Pay No Attention to That Clinical Data or Squandered Tax Payer Dollars for Medicaid Drugs

"The American Heart Association is cautioning patients if they stop taking Vytorin abruptly, Schering-Plough and Merck's stock price will fall."

That's how a cartoon showing a news anchor would read after revelations that the American Heart Association--which receives nearly $2 million a year from Vytorin makers Merck and Schering-Plough--and the American College of Cardiology told patients to stay on the drug despite a recent damning study.

Cholesterol drug, Vytorin was hyped as treating "cholesterol from two sources: food and family" but found to work no better than lower priced Zocor in the Enhance clinical study whose results were released in January.

Merck and Schering-Plough have pulled Vytorin ads, prescriptions are down 22 percent and federal and state law makers are asking What-did-they-know-and-when-did-they-know-it? questions of the pharma giants.

Rep. John D. Dingell (D-MI), Chairman of the House Energy and Commerce Committee which requisitioned the study results, and Rep.

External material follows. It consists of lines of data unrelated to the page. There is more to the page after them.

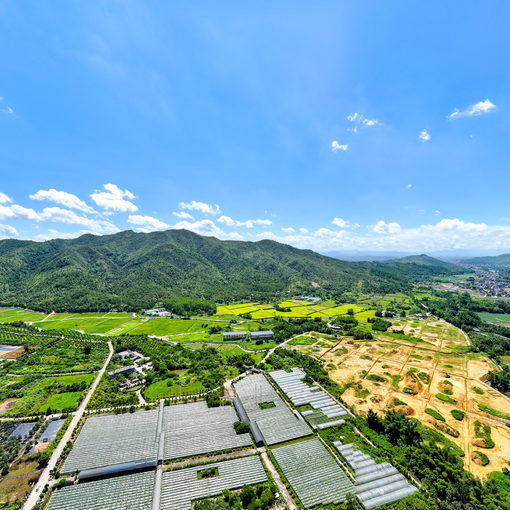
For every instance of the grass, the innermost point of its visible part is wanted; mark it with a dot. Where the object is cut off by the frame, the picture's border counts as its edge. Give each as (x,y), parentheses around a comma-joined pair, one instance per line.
(183,385)
(497,318)
(61,402)
(457,414)
(41,394)
(446,398)
(434,414)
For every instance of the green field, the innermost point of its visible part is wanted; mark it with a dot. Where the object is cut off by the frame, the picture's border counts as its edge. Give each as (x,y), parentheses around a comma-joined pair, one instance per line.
(184,384)
(497,318)
(37,395)
(64,356)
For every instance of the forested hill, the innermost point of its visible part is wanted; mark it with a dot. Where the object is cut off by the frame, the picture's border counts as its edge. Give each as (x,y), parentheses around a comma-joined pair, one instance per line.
(498,260)
(132,270)
(415,266)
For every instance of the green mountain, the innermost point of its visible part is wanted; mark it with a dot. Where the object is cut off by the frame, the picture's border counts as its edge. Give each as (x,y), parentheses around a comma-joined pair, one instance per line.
(132,270)
(498,260)
(415,266)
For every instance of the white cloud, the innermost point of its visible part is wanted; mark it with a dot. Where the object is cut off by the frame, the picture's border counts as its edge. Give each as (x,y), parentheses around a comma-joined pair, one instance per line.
(359,120)
(147,223)
(113,199)
(424,136)
(336,146)
(4,199)
(183,215)
(58,215)
(200,207)
(207,228)
(341,223)
(18,212)
(62,198)
(381,227)
(55,234)
(474,110)
(6,231)
(230,222)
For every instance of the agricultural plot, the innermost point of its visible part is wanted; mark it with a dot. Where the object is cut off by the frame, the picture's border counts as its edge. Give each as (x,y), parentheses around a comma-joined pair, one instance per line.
(65,355)
(24,396)
(437,332)
(277,423)
(181,487)
(324,411)
(495,318)
(428,383)
(184,384)
(192,429)
(313,473)
(133,491)
(114,439)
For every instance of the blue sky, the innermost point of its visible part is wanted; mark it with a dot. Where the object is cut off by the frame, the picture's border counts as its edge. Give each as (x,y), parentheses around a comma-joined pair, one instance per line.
(328,125)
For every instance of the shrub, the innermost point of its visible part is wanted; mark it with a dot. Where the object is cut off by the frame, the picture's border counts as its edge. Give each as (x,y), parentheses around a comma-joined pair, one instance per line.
(457,414)
(434,414)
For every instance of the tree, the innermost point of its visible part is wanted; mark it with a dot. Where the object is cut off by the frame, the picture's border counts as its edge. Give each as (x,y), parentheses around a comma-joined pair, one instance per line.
(247,495)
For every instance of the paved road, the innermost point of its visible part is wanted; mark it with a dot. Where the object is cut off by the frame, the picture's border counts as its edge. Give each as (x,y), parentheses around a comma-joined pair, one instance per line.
(33,499)
(279,483)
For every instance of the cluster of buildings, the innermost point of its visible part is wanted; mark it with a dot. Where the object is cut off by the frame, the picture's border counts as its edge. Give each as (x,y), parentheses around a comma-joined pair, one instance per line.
(140,365)
(245,335)
(158,312)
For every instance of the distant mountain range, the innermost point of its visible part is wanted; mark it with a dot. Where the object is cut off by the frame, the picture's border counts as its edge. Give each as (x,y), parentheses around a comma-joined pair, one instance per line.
(132,270)
(498,260)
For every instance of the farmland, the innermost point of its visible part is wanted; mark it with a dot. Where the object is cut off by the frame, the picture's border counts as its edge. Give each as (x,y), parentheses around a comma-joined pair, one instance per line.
(392,373)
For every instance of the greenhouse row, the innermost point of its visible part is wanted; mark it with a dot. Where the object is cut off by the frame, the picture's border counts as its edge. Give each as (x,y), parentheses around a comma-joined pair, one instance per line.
(313,473)
(264,407)
(377,484)
(193,429)
(181,487)
(326,412)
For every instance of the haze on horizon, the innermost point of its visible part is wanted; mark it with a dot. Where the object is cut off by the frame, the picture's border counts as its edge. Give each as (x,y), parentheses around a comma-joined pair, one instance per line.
(334,126)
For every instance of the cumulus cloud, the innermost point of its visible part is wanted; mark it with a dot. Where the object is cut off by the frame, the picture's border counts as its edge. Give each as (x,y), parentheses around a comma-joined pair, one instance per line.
(18,212)
(201,207)
(4,199)
(58,215)
(230,222)
(62,198)
(359,120)
(55,234)
(207,228)
(336,146)
(7,231)
(147,223)
(424,136)
(341,223)
(113,199)
(474,110)
(183,215)
(381,227)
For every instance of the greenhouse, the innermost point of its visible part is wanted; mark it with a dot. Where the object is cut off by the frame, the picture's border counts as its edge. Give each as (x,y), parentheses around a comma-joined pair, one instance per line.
(264,407)
(131,491)
(326,411)
(376,484)
(182,486)
(114,439)
(313,473)
(193,429)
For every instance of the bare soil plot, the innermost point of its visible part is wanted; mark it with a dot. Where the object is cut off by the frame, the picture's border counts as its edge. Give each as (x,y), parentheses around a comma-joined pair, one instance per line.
(389,375)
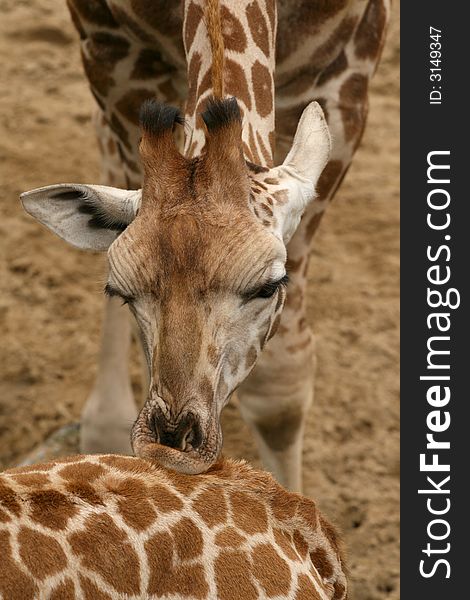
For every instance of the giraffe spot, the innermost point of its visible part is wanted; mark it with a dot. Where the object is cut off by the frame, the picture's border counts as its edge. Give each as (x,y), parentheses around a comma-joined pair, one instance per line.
(285,543)
(263,89)
(64,591)
(264,151)
(188,539)
(281,197)
(92,591)
(168,91)
(330,179)
(330,532)
(281,430)
(352,103)
(94,11)
(84,491)
(120,131)
(334,69)
(41,554)
(86,471)
(284,508)
(29,468)
(369,34)
(104,548)
(186,581)
(312,226)
(129,105)
(126,464)
(212,355)
(127,22)
(275,325)
(271,12)
(51,508)
(248,514)
(206,388)
(258,27)
(302,345)
(339,590)
(320,559)
(233,577)
(300,544)
(13,578)
(150,65)
(270,570)
(4,516)
(271,181)
(8,499)
(232,31)
(160,16)
(194,16)
(102,53)
(165,500)
(326,53)
(138,513)
(236,83)
(294,265)
(295,297)
(304,23)
(229,537)
(211,506)
(305,589)
(267,209)
(159,549)
(253,148)
(34,480)
(184,484)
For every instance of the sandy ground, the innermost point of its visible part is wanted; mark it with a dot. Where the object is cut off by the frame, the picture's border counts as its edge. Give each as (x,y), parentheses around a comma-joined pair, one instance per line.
(50,299)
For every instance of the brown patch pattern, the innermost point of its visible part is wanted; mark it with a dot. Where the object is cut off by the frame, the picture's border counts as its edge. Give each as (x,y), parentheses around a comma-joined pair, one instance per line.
(40,553)
(211,506)
(258,27)
(248,514)
(239,586)
(270,570)
(262,88)
(105,549)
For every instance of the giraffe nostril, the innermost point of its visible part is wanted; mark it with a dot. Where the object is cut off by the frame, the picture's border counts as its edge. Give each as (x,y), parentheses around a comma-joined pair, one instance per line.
(184,434)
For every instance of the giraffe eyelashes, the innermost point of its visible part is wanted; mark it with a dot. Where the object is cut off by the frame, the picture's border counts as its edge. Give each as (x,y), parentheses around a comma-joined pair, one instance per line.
(112,292)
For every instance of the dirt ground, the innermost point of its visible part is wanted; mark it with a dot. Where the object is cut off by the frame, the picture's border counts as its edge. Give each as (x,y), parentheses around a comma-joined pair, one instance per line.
(51,299)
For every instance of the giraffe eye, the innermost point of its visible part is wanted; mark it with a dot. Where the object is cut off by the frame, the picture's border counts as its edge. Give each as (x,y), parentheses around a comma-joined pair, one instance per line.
(270,288)
(112,292)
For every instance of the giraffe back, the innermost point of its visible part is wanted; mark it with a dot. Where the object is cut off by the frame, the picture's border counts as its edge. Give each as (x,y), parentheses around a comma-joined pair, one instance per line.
(108,526)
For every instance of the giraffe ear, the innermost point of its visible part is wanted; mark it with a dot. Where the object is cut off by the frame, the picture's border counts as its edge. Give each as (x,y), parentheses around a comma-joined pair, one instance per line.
(303,166)
(89,217)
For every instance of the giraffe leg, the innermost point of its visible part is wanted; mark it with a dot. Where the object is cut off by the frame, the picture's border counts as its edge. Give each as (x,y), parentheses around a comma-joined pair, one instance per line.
(278,393)
(124,66)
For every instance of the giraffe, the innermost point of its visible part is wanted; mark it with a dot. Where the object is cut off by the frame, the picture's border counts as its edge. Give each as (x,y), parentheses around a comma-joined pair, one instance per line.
(200,347)
(99,527)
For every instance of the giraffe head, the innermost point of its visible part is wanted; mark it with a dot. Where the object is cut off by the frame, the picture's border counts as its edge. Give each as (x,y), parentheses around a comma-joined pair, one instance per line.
(199,256)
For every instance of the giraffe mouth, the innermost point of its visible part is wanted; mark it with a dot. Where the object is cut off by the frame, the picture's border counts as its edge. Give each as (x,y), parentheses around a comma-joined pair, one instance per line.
(189,461)
(194,453)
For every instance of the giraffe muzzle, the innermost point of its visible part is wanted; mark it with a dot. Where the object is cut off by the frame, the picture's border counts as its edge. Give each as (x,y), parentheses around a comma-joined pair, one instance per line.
(179,444)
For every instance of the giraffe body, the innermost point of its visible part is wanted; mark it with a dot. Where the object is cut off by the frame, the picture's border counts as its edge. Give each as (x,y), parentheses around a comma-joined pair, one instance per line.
(275,58)
(107,526)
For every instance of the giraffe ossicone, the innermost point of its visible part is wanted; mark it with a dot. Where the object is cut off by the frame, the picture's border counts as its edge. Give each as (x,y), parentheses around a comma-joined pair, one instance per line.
(109,526)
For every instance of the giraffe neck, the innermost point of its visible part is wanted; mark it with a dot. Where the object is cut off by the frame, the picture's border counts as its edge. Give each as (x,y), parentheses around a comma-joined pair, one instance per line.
(249,33)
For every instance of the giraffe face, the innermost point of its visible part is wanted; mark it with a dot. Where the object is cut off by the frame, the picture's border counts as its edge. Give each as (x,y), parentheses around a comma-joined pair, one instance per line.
(207,295)
(199,255)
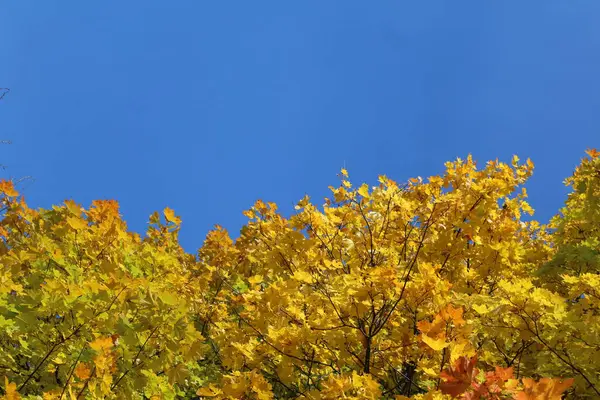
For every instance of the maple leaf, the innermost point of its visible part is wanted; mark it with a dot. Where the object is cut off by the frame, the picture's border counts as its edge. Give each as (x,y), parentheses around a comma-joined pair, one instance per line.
(8,188)
(545,389)
(83,371)
(170,216)
(593,153)
(10,390)
(459,377)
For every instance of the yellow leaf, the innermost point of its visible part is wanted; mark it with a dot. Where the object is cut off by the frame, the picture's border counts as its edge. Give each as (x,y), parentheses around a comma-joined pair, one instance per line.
(102,344)
(592,153)
(76,223)
(170,216)
(435,344)
(210,391)
(364,190)
(302,276)
(10,390)
(8,188)
(83,371)
(255,280)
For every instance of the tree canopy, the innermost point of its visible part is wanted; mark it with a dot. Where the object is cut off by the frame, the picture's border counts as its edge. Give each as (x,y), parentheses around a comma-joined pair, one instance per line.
(429,289)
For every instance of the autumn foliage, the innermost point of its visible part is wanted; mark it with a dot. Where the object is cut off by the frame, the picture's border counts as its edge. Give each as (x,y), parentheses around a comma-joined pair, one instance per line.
(432,289)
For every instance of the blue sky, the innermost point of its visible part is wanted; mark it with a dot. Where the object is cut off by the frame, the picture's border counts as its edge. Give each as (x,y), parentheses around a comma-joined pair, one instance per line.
(207,106)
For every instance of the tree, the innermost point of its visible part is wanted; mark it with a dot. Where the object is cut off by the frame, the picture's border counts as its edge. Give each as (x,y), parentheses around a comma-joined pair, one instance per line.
(393,291)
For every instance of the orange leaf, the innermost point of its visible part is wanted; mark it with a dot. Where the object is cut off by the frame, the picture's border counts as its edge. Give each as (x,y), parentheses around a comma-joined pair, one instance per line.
(8,188)
(83,371)
(545,389)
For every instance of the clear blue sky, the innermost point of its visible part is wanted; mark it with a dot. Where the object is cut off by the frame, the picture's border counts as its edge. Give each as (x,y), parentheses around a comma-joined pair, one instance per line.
(207,106)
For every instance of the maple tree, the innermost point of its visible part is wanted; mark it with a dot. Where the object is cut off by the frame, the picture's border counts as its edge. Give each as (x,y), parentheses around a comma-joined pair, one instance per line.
(432,289)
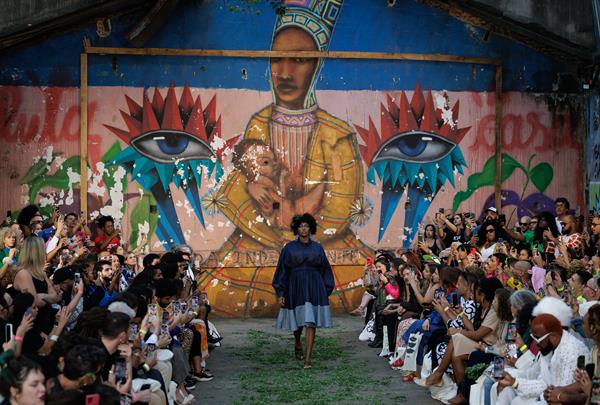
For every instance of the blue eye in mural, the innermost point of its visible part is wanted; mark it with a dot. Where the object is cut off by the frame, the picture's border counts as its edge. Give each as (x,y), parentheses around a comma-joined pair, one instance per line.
(169,143)
(417,153)
(415,146)
(165,146)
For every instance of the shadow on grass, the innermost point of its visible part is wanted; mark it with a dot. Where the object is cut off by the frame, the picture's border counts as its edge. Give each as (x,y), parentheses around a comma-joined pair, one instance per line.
(275,377)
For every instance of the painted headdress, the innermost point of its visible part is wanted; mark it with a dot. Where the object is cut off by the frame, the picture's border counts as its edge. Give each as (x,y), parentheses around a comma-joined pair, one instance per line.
(315,17)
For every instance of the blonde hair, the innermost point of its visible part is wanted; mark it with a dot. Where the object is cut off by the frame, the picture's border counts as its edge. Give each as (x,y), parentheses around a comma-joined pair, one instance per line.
(33,257)
(4,232)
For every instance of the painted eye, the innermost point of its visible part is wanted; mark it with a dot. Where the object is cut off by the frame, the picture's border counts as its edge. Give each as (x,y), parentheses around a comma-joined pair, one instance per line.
(165,146)
(415,146)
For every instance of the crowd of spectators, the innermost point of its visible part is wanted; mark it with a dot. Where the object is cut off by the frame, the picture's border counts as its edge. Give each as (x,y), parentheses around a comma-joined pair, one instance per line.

Bart Stupak (D-MI), Chairman of the Oversight and Investigations Subcommittee now want to know if an outside panel Merck and Schering-Plough convened which changed the "end points" or purpose of the study to finesse the bad results is guilty of manipulating data and whether the Enhance study had a data safety monitoring board.

Dingell and Stupak also want to know more about the Merck and Schering-Plough-funded, $350,000 "cholesterol page" on the American Heart Association web site.

Months before the HRT-implicating Women's Health Initiative (WHI), the American Heart Association ran an article paid for by Wyeth-Ayerst Research in its journal Circulation that said hormone therapy had "no significant effect on the risk for stroke among postmenopausal women with coronary disease."

They've also requested the amount of Medicare and Medicaid dollars spent on Vytorin since April 2006, arousing memories of the overpriced and over prescribed to the elderly drug, Vioxx.

The state of New York, for example, spent $21 million for Medicaid prescriptions for Vytorin in the last two years--it costs $3 a pill compared with 3 cents a pill for Zocor--prompting New York Attorney General Andrew Cuomo to also launch an investigation.

"Drug companies are on notice that concealing critical information about life-saving prescription drugs, profiting at the expense of patients' health, and wasting taxpayer dollars, is simply unacceptable," said Cuomo.

Cuomo also has questions about why Carrie Smith Cox, a Schering-Plough executive vice president, sold 900,000 company shares for $28 million on April 20, according to an SEC filing.

The U.S. Food and Drug Administration is also reviewing the Enhance study--who remembers when FDA was the first not last responder?--though it's not advising doctors to stop prescribing the drug because of the clinical belly flop.

Similarly, many doctors the Arkansas Democrat-Gazette interviewed said they were keeping patients on Vytorin despite being "inundated" with calls from patients asking if they should continue. The data are not all in yet, they say.

But on the industry site cafepharma.com, an anonymous drug salesman met a different reception from a doctor he calls on.

"Got my ass chewed about if I knew... when was I going to give him the head's up ... he looks like an ass in front of his patients," posts the drug rep days after the Enhance study results hit.

"I just nodded and said that I got the information just about the same time he did and that I'm heartsick over it. LDL lowering more than Zocor!! I got thrown out."

One patient in Little Rock came out and asked his doctor the question that must be on many Vytorin takers' minds. "[I]f they say that 'It's not doing any good,' then why take it ?" Ronald Hesselschwerdt, 74, told the Arkansas Democrat-Gazette.

We don't know if the doctor answered the stock price will fall if you don't.

Martha Rosenberg is a cartoonist for the Evanston Roundtable in Evanston, Illinois.